In England in 1914, Rambert began to teach and give dancing lessons in private homes, while taking classes herself from Ceccetti and Astafieva. From the start she fostered new talent. One of her first discoveries was a young man named Frederick Ashton, who went on to become Sir Frederick, a leading choreographer and a mainstay of British ballet himself.
It was hard going at first. There was no money. Dancers earned only between 1 shilling and 10 shillings sixpence per performance. When Alicia Markova danced leading roles with the fledgling Rambert Ballet Club -- which last year marked its 50th anniversary -- it was on a postage-stamp-size stage, and she had to buy her own ballet shoes. Since the curtain fell after her last train home, she had to hail and pay for taxis herself.

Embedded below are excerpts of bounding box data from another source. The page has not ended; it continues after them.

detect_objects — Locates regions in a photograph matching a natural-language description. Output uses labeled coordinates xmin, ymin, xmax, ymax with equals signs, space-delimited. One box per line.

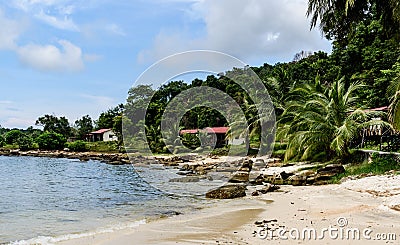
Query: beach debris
xmin=229 ymin=171 xmax=249 ymax=183
xmin=206 ymin=184 xmax=246 ymax=199
xmin=169 ymin=176 xmax=200 ymax=183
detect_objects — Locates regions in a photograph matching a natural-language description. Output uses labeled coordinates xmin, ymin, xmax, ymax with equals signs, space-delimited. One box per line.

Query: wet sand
xmin=59 ymin=176 xmax=400 ymax=245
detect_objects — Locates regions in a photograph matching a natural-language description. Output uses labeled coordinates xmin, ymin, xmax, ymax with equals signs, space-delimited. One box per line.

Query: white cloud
xmin=83 ymin=54 xmax=103 ymax=62
xmin=138 ymin=0 xmax=330 ymax=62
xmin=81 ymin=94 xmax=115 ymax=108
xmin=105 ymin=24 xmax=126 ymax=36
xmin=0 ymin=9 xmax=23 ymax=50
xmin=35 ymin=10 xmax=79 ymax=31
xmin=17 ymin=40 xmax=84 ymax=71
xmin=0 ymin=100 xmax=13 ymax=105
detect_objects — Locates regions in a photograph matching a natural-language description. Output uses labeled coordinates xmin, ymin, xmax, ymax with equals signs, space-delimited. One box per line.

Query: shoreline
xmin=0 ymin=149 xmax=131 ymax=165
xmin=56 ymin=175 xmax=400 ymax=245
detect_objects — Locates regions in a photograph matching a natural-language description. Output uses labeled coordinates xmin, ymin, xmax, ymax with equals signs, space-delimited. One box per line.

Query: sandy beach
xmin=58 ymin=175 xmax=400 ymax=245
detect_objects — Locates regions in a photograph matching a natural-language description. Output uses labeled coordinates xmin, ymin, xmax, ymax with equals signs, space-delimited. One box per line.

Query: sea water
xmin=0 ymin=156 xmax=209 ymax=244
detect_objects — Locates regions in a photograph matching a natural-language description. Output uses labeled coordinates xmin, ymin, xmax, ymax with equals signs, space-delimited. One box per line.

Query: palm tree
xmin=278 ymin=75 xmax=386 ymax=161
xmin=306 ymin=0 xmax=400 ymax=41
xmin=382 ymin=62 xmax=400 ymax=131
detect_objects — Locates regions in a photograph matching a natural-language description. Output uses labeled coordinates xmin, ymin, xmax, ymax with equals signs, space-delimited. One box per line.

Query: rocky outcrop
xmin=206 ymin=185 xmax=246 ymax=199
xmin=169 ymin=176 xmax=200 ymax=183
xmin=229 ymin=171 xmax=249 ymax=183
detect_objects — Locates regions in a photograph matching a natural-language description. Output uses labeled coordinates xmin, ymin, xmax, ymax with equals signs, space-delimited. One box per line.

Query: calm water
xmin=0 ymin=156 xmax=211 ymax=243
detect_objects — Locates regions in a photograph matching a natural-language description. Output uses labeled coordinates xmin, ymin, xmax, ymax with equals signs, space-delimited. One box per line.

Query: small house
xmin=179 ymin=127 xmax=229 ymax=147
xmin=86 ymin=128 xmax=118 ymax=142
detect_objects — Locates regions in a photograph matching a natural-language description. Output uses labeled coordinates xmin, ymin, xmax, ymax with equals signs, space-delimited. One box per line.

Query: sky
xmin=0 ymin=0 xmax=331 ymax=128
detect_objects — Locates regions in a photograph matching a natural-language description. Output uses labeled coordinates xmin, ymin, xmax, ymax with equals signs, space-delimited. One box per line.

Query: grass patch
xmin=331 ymin=154 xmax=400 ymax=184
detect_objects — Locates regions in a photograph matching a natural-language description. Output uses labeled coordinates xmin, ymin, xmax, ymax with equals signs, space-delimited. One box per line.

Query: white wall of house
xmin=103 ymin=130 xmax=118 ymax=141
xmin=228 ymin=138 xmax=246 ymax=145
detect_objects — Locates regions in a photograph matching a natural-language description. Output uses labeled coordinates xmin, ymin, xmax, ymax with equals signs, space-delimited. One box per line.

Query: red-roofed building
xmin=179 ymin=127 xmax=229 ymax=147
xmin=86 ymin=128 xmax=118 ymax=142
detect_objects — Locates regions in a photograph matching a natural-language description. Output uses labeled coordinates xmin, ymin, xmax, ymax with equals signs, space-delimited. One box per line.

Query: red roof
xmin=90 ymin=128 xmax=111 ymax=134
xmin=179 ymin=127 xmax=229 ymax=134
xmin=369 ymin=106 xmax=388 ymax=111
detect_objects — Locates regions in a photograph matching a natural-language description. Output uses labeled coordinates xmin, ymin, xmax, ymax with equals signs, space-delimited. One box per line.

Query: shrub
xmin=36 ymin=132 xmax=66 ymax=150
xmin=67 ymin=140 xmax=87 ymax=151
xmin=17 ymin=135 xmax=33 ymax=151
xmin=5 ymin=129 xmax=24 ymax=145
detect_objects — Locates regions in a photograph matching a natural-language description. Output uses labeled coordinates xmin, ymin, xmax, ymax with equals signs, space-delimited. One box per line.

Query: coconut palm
xmin=278 ymin=78 xmax=386 ymax=161
xmin=382 ymin=62 xmax=400 ymax=131
xmin=307 ymin=0 xmax=400 ymax=41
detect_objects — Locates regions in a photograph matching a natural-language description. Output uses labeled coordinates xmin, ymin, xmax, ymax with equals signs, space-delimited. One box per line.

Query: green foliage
xmin=279 ymin=76 xmax=386 ymax=161
xmin=67 ymin=140 xmax=87 ymax=151
xmin=0 ymin=135 xmax=5 ymax=147
xmin=182 ymin=134 xmax=201 ymax=149
xmin=75 ymin=115 xmax=93 ymax=139
xmin=17 ymin=134 xmax=34 ymax=151
xmin=86 ymin=141 xmax=119 ymax=152
xmin=96 ymin=104 xmax=124 ymax=129
xmin=36 ymin=132 xmax=67 ymax=150
xmin=35 ymin=115 xmax=72 ymax=138
xmin=5 ymin=129 xmax=24 ymax=145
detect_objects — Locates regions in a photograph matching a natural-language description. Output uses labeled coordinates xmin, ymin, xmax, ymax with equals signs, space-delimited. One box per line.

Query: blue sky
xmin=0 ymin=0 xmax=331 ymax=128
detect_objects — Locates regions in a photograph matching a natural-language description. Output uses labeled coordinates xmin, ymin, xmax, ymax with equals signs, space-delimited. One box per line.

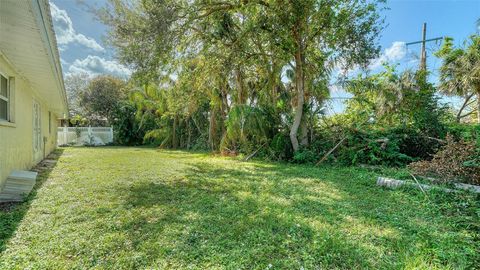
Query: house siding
xmin=0 ymin=55 xmax=58 ymax=190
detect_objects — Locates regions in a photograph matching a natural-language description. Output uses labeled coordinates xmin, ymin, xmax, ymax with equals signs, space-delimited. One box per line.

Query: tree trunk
xmin=290 ymin=38 xmax=305 ymax=151
xmin=235 ymin=68 xmax=246 ymax=105
xmin=477 ymin=91 xmax=480 ymax=124
xmin=172 ymin=114 xmax=178 ymax=149
xmin=457 ymin=94 xmax=474 ymax=123
xmin=300 ymin=117 xmax=308 ymax=146
xmin=186 ymin=118 xmax=192 ymax=149
xmin=208 ymin=108 xmax=216 ymax=151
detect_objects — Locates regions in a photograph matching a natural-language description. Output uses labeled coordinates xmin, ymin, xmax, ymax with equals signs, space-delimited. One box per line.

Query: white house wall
xmin=0 ymin=53 xmax=58 ymax=187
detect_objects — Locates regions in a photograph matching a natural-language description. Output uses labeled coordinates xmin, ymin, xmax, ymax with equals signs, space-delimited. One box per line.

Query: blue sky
xmin=50 ymin=0 xmax=480 ymax=111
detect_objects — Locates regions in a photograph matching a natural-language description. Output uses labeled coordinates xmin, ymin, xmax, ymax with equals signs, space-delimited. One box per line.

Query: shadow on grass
xmin=115 ymin=162 xmax=419 ymax=268
xmin=0 ymin=149 xmax=63 ymax=254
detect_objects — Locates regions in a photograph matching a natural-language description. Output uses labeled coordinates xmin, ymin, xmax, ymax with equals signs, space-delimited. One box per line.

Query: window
xmin=0 ymin=75 xmax=10 ymax=121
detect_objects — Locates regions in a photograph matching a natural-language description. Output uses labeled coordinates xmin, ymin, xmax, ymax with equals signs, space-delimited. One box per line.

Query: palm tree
xmin=435 ymin=35 xmax=480 ymax=123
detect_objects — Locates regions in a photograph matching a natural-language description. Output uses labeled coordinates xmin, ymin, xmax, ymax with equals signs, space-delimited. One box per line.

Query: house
xmin=0 ymin=0 xmax=68 ymax=190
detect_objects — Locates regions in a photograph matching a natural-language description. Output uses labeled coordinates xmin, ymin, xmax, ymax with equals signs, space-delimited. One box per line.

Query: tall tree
xmin=80 ymin=75 xmax=127 ymax=123
xmin=436 ymin=35 xmax=480 ymax=123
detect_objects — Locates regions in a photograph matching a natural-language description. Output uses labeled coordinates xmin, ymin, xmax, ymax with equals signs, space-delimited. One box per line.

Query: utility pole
xmin=405 ymin=23 xmax=443 ymax=71
xmin=420 ymin=23 xmax=427 ymax=71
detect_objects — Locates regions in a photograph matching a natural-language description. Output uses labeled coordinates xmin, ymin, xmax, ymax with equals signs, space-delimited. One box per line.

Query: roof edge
xmin=31 ymin=0 xmax=68 ymax=117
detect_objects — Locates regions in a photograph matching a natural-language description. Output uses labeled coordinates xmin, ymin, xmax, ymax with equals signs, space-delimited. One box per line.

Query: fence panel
xmin=57 ymin=127 xmax=113 ymax=146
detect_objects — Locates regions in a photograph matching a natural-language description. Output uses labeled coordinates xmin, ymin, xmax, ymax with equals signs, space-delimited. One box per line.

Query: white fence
xmin=57 ymin=127 xmax=113 ymax=146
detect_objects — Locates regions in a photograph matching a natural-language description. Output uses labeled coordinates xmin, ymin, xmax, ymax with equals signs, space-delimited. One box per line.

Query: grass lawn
xmin=0 ymin=147 xmax=480 ymax=269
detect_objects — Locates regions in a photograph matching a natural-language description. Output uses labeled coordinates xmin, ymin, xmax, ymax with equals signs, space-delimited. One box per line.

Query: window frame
xmin=0 ymin=71 xmax=11 ymax=123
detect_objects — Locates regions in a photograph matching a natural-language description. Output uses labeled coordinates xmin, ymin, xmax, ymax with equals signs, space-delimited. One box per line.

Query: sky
xmin=50 ymin=0 xmax=480 ymax=111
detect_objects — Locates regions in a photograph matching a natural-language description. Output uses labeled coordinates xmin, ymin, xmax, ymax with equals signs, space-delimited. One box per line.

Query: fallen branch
xmin=377 ymin=177 xmax=455 ymax=192
xmin=315 ymin=136 xmax=347 ymax=166
xmin=242 ymin=142 xmax=267 ymax=161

With the passing first of Diaghilev and then of Anna Pavlova, with their companies dissolved, it fell to Rambert to keep alive their style of dance, thus making British ballet in the 1930s the best, creatively speaking, in the world. Creativity and innovation were her watchwords, and caught up with her were such names as Antony Tudor, Peggy van Praagh, Margot Fonteyn, Agnes de Mille, Kyra Nijinsky, Alexis Racine, Robert Helpmann, and more.
Financially, she had to scrabble to make ends meet -- until 1966, when choreographer Norman Morris changed the direction of her Rambert company. He stopped doing the classics as well as modern works. This allowed the company to tour without a large corps de ballet. He kept only soloists -- no stars, no corps.
From then on Morris ran the slimmer, more profitable company, while Dame Marie (she became a Dame Commander of the British Empire in 1962) remained director and symbolic figure.
The company will be in the United States later this year. In October it will perform in New York; Madison, Wis.; St. Louis; Iowa City, Iowa; and Los Angeles.